Synthetic biology costs are rapidly falling, so success in this area could rapidly become affordable after the initial development.

George has had a number of commercial successes using synthetic biology to develop biofuels and industrial products. The costs and precision of gene synthesis and gene therapy are rapidly falling (falling faster than Moore’s law lowering the cost of electronics). I think significant treatments could arise from the synthetic biology area in the 7 to 30 year timeframe.

Molecular nanotechnology has the potential to enable radically improved nanomedicine. Molecular nanotechnology could be used to make any SENS therapies more effective and could enhance the effectiveness and affordability of synthetic biology. There are significant capabilities now with DNA nanotechnology. I believe that full blown molecular nanotechnology will be developed in 10-40 years.

Countries now with life expectancy at about 80 or higher

The countries with higher life expectancy (80 or higher) are not weaker economies or economies with less dynamic innovation than those countries with life expectancy below 70.

Note that there is also nearly a 100% gap between the longest lived people and the shortest.
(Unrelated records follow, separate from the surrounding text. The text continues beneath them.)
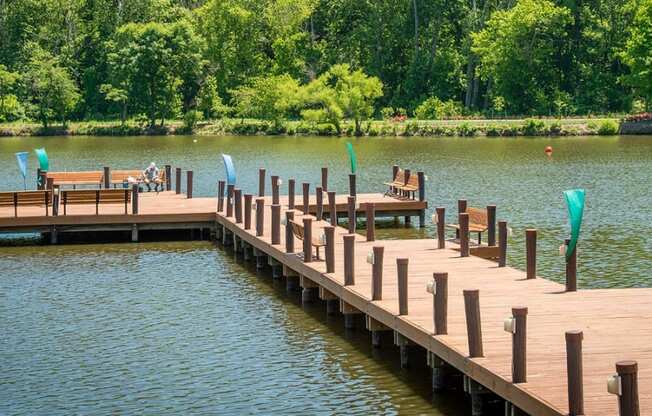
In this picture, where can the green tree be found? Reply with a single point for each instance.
(51, 91)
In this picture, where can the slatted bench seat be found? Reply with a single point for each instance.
(297, 230)
(95, 196)
(26, 198)
(478, 222)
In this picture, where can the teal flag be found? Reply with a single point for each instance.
(575, 203)
(354, 159)
(43, 160)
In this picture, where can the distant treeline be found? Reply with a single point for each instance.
(322, 61)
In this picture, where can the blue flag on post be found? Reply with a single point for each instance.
(230, 170)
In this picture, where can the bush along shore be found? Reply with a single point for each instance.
(405, 128)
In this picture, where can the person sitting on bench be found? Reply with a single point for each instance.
(151, 174)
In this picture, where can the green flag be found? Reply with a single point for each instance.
(575, 203)
(354, 160)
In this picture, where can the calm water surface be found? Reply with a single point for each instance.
(183, 328)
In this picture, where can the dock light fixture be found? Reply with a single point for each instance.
(510, 325)
(615, 385)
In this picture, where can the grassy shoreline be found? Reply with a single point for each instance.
(462, 128)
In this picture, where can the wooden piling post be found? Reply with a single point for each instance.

The shortest have life expectancy in the 40s while many people have life expectancy in the 80s and even 90s (some sub-populations). Medical treatment and wealth enables wealthier people to live 6 years longer within the same country and 30 years longer between countries. There has not been global or national unrest related to that particular topic. There have been demonstrations like the occupy movement and economic injustice but not specifically focused on life extending medicine. There are some demonstrations and political movements for access to medical care but those are a fraction of the amount for jobs or to protect jobs or against high food prices.